Evidence for a clumpy, rotating gas disk in a submillimeter galaxy at z=4

TL;DR

This study uses high-resolution VLA observations to reveal a clumpy, rotating molecular gas disk in a z=4 submillimeter galaxy, providing insights into its structure, mass, and star formation activity.

Contribution

First detailed imaging of molecular gas in a z=4 SMG showing a rotating disk with clumpy structure and constraining the CO-to-H2 conversion factor.

Findings

The gas disk is 14 kpc in diameter and shows a rotating, clumpy structure.

The dynamical mass of the galaxy is approximately 5.4 x 10^11 solar masses.
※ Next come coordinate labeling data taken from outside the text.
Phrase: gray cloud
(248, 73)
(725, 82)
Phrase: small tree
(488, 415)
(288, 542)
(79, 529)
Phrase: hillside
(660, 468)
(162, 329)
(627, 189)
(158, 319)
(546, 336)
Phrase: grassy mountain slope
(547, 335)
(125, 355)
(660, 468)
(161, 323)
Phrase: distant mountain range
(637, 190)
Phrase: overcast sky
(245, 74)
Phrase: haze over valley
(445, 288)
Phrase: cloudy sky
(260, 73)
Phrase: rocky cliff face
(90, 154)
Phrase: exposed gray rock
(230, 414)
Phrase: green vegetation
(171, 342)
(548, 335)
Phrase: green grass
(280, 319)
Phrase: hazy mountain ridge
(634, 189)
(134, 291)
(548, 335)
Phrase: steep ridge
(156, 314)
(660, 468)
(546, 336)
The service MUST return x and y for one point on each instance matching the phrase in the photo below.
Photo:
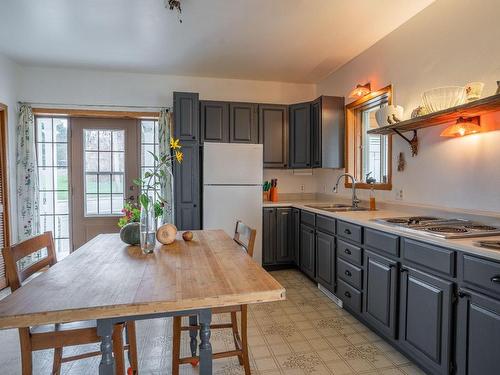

The CO-to-H2 conversion factor is estimated to be around 1.1 M_sun (K km s^-1 pc^2)^-1.

Abstract

We present Karl G. Jansky Very Large Array (VLA) observations of the CO(2-1) emission in the z=4.05 submillimeter galaxy (SMG) GN20. These high-resolution data allow us to image the molecular gas at 1.3 kpc resolution just 1.6 Gyr after the Big Bang. The data reveal a clumpy, extended gas reservoir, 14 +/- 4 kpc in diameter, in unprecedented detail. A dynamical analysis shows that the data are consistent with a rotating disk of total dynamical mass 5.4 +/- 2.4 X 10^11 M_sun. We use this dynamical mass estimate to constrain the CO-to-H_2 mass conversion factor (alpha_CO), finding alpha_CO=1.1 +/- 0.6 M_sun (K km s^-1 pc^2)^-1. We identify five distinct molecular gas clumps in the disk of GN20 with masses a few percent of the total gas mass, brightness temperatures of 16-31K, and surface densities of >3,200-4,500 X (alpha_CO/0.8) M_sun pc^-2. Virial mass estimates indicate they could be self-gravitating, and we constrain their CO-to-H_2 mass conversion factor to be <0.2-0.7 M_sun (K km s^-1 pc^2)^-1. A multiwavelength comparison demonstrates that the molecular gas is concentrated in a region of the galaxy that is heavily obscured in the rest-frame UV/optical. We investigate the spatially-resolved gas excitation and find that the CO(6-5)/CO(2-1) ratio is constant with radius, consistent with star formation occuring over a large portion of the disk. We discuss the implications of our results in the context of different fueling scenarios for SMGs.